O trajecto do singular trompetista perdurou até aos dias de hoje, embora pautado por algumas paragens devido a problemas pessoais. A sua fase artística mais recente deu frutos, principalmente, na Clean Feed, editora na qual se estreou em 2010 com Esfíngico – Suite For A Jazz Combo. Em 2023 esteve particularmente activo ao lançar por lá (e pela subsidiária Shhpuma) três marcantes registos sob diferentes formações — a música arrojada de UM UM UM E NÃO HÁ FORMA DE MORRER, The Original Drum e Road Music levou Rui Miguel Abreu a dedicar-lhe um capítulo inteiro nas suas Notas Azuis para o Rimas e Batidas.

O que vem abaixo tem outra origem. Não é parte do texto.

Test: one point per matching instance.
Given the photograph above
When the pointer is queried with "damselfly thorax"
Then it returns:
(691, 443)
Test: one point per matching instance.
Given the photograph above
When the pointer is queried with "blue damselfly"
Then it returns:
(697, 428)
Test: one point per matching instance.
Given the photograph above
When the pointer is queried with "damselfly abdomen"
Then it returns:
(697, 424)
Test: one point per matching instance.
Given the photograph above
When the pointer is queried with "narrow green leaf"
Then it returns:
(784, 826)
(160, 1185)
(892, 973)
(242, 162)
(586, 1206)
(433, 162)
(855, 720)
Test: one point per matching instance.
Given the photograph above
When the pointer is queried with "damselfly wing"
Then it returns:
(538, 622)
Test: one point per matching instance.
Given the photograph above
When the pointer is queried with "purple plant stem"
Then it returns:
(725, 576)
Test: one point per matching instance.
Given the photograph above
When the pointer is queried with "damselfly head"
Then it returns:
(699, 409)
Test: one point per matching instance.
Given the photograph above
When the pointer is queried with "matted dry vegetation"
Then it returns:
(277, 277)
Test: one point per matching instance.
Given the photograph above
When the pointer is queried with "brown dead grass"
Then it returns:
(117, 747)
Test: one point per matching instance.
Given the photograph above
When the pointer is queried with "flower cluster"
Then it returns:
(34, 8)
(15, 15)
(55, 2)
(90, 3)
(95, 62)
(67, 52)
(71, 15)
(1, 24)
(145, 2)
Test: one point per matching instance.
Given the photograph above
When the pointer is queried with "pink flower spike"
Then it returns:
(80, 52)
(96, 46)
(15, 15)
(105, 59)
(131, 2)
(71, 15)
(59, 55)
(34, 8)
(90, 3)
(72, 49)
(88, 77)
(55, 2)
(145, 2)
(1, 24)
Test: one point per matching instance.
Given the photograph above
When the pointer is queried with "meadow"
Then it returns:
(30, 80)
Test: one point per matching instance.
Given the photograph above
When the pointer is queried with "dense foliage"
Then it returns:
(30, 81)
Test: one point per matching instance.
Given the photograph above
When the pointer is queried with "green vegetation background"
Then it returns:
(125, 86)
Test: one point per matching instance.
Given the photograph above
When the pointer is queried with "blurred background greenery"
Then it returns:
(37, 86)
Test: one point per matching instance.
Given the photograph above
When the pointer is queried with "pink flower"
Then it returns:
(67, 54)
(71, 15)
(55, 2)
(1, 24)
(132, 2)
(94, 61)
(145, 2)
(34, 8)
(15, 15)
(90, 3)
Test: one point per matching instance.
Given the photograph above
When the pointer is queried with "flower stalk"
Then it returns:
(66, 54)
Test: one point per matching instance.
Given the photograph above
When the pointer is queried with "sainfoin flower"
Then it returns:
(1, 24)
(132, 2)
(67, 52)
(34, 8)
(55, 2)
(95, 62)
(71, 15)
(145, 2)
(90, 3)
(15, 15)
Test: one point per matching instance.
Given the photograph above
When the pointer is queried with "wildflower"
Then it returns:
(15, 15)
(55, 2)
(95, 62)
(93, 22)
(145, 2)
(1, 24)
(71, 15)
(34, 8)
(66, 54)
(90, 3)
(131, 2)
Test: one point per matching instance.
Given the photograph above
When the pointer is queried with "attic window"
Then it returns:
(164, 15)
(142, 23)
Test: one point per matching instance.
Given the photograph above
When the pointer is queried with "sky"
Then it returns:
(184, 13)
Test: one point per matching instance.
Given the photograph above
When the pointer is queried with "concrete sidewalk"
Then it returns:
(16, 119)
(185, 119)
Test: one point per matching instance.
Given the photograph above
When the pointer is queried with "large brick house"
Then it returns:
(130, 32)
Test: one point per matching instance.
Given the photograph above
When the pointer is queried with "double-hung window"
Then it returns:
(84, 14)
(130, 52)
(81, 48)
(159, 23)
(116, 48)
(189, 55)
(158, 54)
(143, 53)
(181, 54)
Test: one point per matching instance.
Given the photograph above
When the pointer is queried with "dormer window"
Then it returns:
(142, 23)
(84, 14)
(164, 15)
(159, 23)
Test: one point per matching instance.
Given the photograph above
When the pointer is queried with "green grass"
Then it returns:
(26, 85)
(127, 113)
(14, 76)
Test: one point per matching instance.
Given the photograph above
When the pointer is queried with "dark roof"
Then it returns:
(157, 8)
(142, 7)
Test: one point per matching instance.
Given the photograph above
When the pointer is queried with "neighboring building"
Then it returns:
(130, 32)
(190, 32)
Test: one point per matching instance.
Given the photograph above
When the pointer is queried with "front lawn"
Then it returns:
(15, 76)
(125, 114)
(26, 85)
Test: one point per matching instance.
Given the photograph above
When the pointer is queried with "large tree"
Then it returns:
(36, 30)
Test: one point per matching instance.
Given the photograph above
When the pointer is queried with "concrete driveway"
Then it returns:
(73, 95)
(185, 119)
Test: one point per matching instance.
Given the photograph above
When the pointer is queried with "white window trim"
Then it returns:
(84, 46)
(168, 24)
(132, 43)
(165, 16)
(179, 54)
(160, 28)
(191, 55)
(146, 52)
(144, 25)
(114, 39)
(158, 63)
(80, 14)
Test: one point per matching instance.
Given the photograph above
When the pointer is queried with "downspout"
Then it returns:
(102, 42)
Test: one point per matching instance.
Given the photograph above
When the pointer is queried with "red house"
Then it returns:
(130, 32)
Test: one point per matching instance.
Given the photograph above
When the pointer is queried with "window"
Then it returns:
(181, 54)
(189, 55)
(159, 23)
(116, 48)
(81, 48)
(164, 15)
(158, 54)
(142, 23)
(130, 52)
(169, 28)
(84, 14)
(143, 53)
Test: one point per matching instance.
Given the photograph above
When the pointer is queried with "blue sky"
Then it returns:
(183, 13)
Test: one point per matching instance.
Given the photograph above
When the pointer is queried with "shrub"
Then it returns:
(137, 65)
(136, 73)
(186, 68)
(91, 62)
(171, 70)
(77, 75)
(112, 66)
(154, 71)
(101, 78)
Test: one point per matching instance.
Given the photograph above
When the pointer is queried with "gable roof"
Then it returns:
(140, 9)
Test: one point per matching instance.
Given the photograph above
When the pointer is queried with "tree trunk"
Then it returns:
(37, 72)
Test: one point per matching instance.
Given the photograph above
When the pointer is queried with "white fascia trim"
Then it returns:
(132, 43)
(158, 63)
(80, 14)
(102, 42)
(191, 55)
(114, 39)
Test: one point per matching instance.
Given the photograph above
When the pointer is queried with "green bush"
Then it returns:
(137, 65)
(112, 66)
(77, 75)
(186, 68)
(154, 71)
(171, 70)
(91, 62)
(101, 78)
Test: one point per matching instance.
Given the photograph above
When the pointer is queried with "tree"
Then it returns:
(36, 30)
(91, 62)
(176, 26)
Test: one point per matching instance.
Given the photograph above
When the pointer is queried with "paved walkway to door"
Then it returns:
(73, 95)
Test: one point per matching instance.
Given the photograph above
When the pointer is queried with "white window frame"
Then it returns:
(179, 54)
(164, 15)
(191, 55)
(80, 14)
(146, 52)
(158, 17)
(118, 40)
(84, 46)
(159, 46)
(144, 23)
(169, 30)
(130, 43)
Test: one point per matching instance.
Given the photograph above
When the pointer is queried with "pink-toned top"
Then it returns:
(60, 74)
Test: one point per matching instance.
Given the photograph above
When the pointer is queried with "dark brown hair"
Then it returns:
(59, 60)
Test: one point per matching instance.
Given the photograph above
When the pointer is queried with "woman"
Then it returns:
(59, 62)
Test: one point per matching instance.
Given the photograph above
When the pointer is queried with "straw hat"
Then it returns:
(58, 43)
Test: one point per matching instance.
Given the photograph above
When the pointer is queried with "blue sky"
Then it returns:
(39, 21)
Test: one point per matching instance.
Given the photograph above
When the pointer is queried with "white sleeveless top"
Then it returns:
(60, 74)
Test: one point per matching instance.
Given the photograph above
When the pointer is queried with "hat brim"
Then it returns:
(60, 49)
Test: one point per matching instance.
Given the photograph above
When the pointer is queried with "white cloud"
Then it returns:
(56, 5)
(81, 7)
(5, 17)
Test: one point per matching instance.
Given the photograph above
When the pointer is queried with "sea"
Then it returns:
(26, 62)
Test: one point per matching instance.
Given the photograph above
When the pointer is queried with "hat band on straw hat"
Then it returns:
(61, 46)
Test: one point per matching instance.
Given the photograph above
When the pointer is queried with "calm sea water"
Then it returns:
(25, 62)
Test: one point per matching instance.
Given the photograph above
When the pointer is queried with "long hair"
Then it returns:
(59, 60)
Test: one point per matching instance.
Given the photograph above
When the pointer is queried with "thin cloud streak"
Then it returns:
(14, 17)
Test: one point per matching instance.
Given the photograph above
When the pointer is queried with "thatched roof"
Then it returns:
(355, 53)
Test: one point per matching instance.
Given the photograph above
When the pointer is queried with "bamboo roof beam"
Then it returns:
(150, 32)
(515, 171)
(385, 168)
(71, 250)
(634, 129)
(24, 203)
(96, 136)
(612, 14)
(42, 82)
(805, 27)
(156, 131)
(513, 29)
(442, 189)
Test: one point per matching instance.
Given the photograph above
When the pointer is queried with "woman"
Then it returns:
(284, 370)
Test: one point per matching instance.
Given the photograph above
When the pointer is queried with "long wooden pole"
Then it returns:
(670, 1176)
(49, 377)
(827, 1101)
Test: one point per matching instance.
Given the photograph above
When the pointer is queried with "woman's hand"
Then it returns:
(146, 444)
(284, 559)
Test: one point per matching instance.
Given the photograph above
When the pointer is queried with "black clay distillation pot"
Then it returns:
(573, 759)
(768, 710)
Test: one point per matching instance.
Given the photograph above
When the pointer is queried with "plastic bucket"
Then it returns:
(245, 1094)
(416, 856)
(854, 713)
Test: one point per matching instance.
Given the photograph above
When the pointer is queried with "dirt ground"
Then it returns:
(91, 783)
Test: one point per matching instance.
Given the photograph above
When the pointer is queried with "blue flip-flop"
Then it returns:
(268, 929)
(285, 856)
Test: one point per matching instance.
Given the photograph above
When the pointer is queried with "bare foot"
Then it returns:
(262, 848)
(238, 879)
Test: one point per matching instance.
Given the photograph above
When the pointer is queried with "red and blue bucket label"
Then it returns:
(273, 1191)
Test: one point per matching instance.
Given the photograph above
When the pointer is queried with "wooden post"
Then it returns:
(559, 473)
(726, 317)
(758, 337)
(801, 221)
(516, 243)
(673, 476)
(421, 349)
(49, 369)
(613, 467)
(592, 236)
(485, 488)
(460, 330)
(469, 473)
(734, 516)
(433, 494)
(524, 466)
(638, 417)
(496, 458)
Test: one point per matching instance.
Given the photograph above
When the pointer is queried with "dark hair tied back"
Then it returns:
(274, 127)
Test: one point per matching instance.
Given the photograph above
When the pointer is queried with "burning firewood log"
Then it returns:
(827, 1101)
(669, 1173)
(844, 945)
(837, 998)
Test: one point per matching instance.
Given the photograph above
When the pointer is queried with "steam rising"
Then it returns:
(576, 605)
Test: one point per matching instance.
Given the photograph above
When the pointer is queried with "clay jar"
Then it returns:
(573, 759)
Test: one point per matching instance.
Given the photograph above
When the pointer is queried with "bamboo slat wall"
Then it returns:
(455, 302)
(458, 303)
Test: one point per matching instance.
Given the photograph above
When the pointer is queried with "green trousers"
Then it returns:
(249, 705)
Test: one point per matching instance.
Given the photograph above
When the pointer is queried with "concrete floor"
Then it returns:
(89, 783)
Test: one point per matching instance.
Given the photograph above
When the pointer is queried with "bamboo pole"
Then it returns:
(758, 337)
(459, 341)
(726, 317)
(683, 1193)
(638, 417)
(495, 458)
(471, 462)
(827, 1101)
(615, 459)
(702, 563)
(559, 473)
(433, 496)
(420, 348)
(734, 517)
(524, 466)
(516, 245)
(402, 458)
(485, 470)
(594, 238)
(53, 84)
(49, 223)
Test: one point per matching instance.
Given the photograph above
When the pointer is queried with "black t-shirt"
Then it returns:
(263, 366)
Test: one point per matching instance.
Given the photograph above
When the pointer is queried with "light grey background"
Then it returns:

Ao longo de quatro décadas a surfar a onda da vanguarda musical portuguesa, Sei Miguel somou mais de uma dezena de álbuns em seu nome e participou em inúmeros projectos de outros artistas. Rafael Toral, Bernardo Devlin, Pedro Gomes, Norberto Lobo, Rodrigo Amado, Gabriel Ferrandini, Bruno Silva, Raphael Soares, João Peste, Bruno Parrinha e Vítor Rua foram alguns dos muitos músicos com quem se cruzou na sua inventiva caminhada, que teve com derradeiro sopro criativo o LP Panorama, onde se fez ladear por Daniel Levin e Fala Mariam.